The Two Triggers: Time vs. Size

Postgres triggers a checkpoint based on whichever comes first: checkpoint_timeout or max_wal_size.

1. checkpoint_timeout

This is the "Time" trigger. By default, it’s 5 minutes. This explains why so many people see spikes every 5 minutes. If your database isn't doing much, this is usually fine. But for a busy system, 5 minutes is a very short window.

2. max_wal_size

This is the "Size" trigger. If your database generates more than this amount of WAL since the last checkpoint, a checkpoint is triggered immediately—even if the timeout hasn't been reached.

You can see which one is haunting you by querying pg_stat_bgwriter:

SELECT 
    checkpoints_timed, 
    checkpoints_req, 
    checkpoint_write_time, 
    checkpoint_sync_time 
FROM pg_stat_bgwriter;

* checkpoints_timed: Checkpoints triggered by checkpoint_timeout.
* checkpoints_req: Checkpoints triggered by max_wal_size being exceeded.
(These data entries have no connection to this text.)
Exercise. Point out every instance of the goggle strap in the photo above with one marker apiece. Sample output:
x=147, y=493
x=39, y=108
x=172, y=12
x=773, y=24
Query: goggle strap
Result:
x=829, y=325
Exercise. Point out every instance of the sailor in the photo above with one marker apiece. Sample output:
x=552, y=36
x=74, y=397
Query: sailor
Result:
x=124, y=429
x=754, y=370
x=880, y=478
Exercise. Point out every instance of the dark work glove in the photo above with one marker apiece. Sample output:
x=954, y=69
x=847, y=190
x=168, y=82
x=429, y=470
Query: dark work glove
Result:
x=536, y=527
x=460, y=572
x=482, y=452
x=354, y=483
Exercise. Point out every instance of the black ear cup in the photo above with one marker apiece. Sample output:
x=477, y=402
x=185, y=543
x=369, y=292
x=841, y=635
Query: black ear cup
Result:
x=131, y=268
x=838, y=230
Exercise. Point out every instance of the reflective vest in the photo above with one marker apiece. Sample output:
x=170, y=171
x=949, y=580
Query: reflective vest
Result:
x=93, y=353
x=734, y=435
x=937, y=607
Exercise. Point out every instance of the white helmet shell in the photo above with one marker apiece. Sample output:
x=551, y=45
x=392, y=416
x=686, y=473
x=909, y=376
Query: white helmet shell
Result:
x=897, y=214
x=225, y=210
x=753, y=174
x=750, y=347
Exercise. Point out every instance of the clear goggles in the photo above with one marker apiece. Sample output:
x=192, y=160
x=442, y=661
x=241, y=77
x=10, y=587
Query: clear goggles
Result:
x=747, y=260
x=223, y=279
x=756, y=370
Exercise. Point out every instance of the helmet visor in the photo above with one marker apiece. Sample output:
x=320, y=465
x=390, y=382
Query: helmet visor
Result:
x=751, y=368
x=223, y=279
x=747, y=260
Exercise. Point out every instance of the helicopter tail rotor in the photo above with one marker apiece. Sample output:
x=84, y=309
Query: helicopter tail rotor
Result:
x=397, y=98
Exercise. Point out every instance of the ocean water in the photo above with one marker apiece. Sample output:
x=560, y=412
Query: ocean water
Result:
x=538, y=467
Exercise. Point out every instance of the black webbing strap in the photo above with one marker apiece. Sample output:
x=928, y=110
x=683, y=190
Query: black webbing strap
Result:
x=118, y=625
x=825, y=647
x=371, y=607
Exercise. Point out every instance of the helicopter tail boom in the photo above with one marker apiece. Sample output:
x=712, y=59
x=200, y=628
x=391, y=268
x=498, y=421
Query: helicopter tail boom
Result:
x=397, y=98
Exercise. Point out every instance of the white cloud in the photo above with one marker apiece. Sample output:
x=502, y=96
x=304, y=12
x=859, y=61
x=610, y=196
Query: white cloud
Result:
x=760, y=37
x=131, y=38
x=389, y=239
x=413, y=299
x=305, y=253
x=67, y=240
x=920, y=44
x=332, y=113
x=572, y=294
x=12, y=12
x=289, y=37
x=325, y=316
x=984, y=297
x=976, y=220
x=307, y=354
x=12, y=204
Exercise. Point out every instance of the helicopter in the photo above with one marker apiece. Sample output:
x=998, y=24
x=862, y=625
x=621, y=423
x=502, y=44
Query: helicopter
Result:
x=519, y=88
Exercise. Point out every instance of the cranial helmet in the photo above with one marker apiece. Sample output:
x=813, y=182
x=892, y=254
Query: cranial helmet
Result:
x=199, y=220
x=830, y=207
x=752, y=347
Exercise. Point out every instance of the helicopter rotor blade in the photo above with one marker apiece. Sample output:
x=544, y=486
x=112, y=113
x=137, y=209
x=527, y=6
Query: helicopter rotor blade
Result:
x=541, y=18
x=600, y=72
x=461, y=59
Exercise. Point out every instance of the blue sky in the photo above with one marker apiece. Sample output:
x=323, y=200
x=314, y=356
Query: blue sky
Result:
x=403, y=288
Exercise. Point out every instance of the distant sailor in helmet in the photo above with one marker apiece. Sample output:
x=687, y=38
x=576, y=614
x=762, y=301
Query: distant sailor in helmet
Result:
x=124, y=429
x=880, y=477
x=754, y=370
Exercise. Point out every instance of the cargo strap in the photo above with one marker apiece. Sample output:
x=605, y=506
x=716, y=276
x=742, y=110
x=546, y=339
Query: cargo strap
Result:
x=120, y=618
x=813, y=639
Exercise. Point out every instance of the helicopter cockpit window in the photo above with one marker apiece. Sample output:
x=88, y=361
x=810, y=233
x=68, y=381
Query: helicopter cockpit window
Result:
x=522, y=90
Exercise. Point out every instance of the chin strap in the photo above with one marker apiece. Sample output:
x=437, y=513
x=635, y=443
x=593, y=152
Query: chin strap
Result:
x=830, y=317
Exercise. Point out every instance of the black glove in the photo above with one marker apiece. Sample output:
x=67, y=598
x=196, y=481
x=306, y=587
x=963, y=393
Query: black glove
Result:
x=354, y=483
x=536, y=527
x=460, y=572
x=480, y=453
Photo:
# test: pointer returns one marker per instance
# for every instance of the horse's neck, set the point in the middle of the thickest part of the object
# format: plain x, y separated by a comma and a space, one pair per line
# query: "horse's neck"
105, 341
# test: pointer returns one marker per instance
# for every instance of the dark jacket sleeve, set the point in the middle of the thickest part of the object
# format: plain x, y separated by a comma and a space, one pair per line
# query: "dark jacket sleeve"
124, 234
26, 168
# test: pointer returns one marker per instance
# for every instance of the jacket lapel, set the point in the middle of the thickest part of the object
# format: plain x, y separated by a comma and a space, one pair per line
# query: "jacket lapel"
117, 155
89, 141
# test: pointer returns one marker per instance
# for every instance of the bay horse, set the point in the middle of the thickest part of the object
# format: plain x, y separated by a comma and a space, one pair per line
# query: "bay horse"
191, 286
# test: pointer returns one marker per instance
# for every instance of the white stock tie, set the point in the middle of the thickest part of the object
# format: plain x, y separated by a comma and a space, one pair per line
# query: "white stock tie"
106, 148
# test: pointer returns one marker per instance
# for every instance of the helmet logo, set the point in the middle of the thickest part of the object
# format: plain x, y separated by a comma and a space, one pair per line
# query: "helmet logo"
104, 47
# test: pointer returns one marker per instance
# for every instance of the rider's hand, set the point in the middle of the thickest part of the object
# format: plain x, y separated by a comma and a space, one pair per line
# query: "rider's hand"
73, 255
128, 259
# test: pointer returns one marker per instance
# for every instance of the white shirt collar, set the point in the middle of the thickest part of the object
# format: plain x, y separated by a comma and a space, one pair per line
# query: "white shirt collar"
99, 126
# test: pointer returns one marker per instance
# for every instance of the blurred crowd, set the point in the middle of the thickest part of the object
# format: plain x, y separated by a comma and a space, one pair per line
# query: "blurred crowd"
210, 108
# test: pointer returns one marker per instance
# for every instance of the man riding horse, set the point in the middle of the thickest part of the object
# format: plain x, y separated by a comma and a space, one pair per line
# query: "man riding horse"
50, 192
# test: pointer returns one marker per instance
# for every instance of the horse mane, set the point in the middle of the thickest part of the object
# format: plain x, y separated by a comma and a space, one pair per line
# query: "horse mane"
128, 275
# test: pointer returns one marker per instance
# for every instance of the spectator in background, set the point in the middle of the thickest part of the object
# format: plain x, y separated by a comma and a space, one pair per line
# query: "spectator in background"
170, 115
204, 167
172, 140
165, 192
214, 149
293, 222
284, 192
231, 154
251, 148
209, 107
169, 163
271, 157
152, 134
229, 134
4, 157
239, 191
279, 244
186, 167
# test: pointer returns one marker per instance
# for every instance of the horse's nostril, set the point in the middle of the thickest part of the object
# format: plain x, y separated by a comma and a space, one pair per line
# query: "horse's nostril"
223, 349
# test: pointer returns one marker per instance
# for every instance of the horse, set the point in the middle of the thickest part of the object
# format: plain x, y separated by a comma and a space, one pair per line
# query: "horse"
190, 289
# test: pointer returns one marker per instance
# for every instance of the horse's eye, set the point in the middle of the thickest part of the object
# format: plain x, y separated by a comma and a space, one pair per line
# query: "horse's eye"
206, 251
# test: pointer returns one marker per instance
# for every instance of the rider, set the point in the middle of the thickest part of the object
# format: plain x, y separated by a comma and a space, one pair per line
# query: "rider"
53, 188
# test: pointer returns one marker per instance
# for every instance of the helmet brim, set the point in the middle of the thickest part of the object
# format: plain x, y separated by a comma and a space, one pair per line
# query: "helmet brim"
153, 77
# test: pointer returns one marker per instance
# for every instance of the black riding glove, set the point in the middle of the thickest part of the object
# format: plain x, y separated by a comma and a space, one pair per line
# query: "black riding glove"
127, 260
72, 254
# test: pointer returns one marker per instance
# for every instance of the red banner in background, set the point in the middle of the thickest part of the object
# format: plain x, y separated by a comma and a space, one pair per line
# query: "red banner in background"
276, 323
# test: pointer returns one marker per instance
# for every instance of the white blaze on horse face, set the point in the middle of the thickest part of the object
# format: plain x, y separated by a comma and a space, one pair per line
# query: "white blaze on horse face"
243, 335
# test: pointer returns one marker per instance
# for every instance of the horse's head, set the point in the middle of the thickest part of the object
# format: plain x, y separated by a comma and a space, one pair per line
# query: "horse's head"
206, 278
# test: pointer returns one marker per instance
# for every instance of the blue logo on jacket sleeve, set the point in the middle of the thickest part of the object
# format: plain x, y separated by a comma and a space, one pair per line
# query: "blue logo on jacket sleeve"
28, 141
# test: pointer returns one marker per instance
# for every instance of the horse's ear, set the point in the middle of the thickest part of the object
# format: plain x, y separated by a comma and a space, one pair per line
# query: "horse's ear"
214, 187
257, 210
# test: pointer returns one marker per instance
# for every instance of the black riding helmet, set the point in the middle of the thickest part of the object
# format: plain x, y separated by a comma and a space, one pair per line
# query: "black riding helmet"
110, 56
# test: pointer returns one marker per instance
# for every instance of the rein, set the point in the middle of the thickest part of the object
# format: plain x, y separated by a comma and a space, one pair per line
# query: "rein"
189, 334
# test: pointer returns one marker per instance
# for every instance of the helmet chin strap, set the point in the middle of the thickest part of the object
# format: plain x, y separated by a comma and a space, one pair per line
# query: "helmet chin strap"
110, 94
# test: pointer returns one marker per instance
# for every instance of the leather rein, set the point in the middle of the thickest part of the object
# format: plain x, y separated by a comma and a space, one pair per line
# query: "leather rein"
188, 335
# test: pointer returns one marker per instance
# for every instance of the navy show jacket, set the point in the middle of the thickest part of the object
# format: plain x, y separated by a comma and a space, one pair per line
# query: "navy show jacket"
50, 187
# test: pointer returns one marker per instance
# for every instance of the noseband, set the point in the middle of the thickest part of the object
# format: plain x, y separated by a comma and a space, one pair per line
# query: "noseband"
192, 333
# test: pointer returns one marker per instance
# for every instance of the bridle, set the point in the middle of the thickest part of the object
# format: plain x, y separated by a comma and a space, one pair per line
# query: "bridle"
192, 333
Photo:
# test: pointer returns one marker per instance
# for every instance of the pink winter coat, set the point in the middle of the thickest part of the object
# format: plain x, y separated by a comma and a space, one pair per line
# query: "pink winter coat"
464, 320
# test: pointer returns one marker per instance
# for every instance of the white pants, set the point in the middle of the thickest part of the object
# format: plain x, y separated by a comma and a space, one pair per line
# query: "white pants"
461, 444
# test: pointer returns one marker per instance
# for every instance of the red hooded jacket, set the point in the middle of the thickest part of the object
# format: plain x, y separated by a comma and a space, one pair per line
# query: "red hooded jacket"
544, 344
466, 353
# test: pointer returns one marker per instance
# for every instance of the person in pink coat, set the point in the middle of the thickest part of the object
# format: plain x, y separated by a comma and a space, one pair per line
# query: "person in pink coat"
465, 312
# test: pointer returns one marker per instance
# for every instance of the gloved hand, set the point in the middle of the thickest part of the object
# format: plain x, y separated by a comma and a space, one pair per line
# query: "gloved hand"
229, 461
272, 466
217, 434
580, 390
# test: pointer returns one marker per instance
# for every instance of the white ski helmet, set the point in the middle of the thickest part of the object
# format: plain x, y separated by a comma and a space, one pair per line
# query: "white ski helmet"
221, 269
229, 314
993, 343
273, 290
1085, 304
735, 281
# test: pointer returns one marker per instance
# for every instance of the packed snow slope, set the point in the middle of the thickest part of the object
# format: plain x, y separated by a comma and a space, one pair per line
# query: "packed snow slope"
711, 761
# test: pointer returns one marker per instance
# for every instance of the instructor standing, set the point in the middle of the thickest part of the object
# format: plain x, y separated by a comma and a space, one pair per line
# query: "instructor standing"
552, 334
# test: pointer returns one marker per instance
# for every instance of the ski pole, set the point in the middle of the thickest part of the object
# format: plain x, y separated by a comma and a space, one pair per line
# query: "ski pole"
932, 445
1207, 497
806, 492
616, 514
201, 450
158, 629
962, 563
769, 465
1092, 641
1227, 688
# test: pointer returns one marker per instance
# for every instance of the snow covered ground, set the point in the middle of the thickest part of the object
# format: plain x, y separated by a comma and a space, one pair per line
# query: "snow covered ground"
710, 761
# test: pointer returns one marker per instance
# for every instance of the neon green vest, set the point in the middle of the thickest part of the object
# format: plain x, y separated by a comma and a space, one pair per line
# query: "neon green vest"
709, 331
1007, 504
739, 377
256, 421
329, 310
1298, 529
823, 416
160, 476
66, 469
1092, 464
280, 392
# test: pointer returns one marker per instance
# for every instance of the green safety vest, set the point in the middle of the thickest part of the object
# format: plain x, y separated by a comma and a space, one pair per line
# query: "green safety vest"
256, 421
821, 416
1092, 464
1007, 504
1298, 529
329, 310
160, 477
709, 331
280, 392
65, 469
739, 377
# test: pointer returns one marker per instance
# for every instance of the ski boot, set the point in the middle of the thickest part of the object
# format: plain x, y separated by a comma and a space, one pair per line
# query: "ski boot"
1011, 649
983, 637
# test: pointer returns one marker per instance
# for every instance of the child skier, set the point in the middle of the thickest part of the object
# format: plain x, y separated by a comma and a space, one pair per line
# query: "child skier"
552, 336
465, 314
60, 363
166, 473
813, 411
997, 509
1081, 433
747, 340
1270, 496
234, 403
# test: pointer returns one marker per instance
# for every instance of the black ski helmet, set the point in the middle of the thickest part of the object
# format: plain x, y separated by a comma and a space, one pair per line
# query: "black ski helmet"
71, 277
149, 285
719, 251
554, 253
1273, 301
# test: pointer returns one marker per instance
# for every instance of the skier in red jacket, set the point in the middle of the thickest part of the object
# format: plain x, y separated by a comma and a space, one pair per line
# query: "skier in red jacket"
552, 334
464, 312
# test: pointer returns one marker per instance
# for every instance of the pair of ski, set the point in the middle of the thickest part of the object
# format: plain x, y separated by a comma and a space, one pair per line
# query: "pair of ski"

The Golden Rule: You want checkpoints_timed to be much higher than checkpoints_req. If checkpoints_req is high, your max_wal_size is too small, and Postgres is being forced to flush data prematurely because it’s running out of log space.

Smoothing the Spike: checkpoint_completion_target

This is the most misunderstood setting in the Postgres ecosystem.

Imagine you have a checkpoint_timeout of 5 minutes. If checkpoint_completion_target is set to 0.1, Postgres will try to finish writing all dirty buffers in the first 10% of that time (30 seconds). That is an aggressive, violent burst of I/O.

If you set it to 0.9 (the modern recommended default), Postgres will spread the writes over 90% of the interval (4.5 minutes). Instead of a flood, you get a steady stream.

-- Check your current settings
SHOW checkpoint_timeout;
SHOW checkpoint_completion_target;
SHOW max_wal_size;

If you are on an older version of Postgres (pre-14), the default was often 0.5. Change it to 0.9 immediately.

The "Full Page Writes" Problem

Here is the "hidden" reason why performance drops after a checkpoint starts.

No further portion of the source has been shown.